Fencing doesn't support the Dell M600 (a box of blades) CMC for turning off and on the power.The CMC is a management facility for the M600 chassis. Fortunately, this is problem that is already solved. See my patch for fence_drac here: https://www.redhat.com/archives/linux-cluster/2008-August/msg00028.html https://www.redhat.com/archives/linux-cluster/2008-August/msg00027.html https://www.redhat.com/archives/linux-cluster/2008-August/msg00026.html This patch modifies the code for fencing a 1950. This has been checked against a 1950 that it still works.
I've patched my own fence_drac for my environment and verified this works for the m1000e chassis with m600 blades in it. when is this going to make it in to a release?
We are working on integration of these patches to new infrastructure (drac5.py) same as in 5.x - with ssh support, better logs, ... Can you test our new fence agent (I'll add it there or send a mail)?

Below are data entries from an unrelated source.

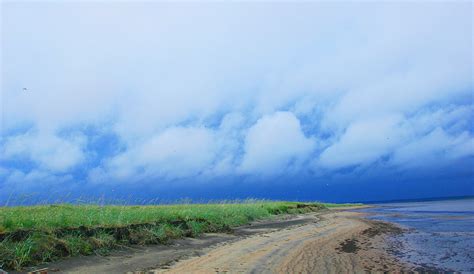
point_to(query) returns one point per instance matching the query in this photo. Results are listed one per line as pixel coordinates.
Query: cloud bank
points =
(151, 93)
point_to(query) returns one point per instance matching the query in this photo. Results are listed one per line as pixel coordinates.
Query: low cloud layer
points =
(151, 93)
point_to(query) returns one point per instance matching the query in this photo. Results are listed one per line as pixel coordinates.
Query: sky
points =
(329, 101)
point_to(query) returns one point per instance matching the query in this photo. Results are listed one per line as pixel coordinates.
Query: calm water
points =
(441, 233)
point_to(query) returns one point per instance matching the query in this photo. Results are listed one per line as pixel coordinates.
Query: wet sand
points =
(325, 242)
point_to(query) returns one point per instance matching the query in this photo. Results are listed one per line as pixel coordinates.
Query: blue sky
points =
(314, 100)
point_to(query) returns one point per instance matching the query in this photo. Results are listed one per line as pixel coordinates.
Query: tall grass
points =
(34, 234)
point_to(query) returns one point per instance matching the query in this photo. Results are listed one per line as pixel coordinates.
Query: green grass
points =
(32, 235)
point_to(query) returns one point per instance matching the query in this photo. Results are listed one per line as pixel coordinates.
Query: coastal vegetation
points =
(31, 235)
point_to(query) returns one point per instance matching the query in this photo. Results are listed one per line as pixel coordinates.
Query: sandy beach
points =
(331, 242)
(337, 242)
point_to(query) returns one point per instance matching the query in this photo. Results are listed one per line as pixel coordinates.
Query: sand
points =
(325, 242)
(338, 242)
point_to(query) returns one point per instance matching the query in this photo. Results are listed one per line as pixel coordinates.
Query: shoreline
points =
(334, 240)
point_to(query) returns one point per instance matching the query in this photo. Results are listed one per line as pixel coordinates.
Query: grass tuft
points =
(30, 235)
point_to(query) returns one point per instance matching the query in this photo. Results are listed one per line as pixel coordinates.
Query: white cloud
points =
(435, 149)
(174, 153)
(363, 82)
(364, 142)
(49, 151)
(275, 143)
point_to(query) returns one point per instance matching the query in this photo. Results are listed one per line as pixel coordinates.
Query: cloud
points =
(174, 153)
(193, 91)
(50, 152)
(363, 143)
(433, 150)
(275, 143)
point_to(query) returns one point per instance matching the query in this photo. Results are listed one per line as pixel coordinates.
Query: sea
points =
(440, 234)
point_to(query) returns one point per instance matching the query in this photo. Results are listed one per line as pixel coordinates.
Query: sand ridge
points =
(314, 247)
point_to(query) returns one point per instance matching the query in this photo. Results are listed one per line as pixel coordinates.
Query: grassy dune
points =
(35, 234)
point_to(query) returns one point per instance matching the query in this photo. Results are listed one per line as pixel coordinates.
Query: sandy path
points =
(325, 245)
(322, 242)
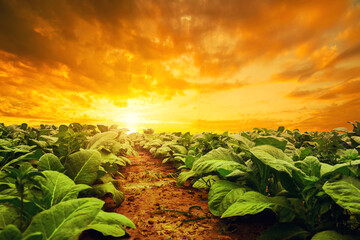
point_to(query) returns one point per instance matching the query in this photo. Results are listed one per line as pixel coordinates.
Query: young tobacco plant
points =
(24, 179)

Unfortunately I don't have direct access to such machines so I can not work on it faster.
I'd be happy to test anything. I live in the DEV environment here, so I can get away with breaking stuff if that happens. E-mail or post a link, either way is fine with me. I still have to burn it, v-scan it, and import it to our "disconnected" network.

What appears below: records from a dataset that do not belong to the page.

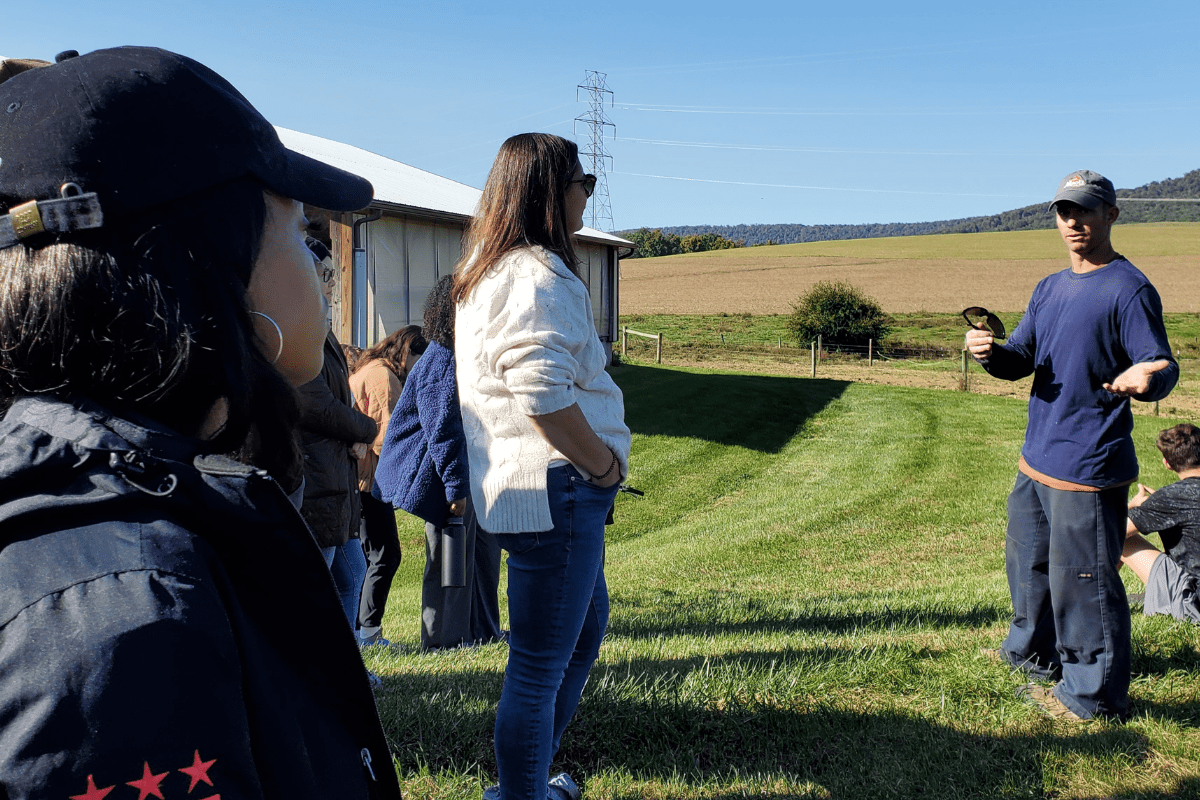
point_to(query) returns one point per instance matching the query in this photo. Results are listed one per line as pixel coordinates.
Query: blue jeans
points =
(558, 611)
(348, 566)
(1069, 609)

Created attachment 331445 [details] Fencing library Please set PYTHONPATH to directory with this library. You will also need package 'pexpect'
Created attachment 331446 [details] Fencing agent Example of usage: ./fence_drac5.py -o on -a 1.1.1.1 -l user -p pass -x -v -m server-16 -o status If it is possible please test also -o list (should print all available devices). If there are any problems please be sure to use -v (verbose) where should be everything.
We don't have this unit and haven't heard back about testing so I'm bumping this to 4.9.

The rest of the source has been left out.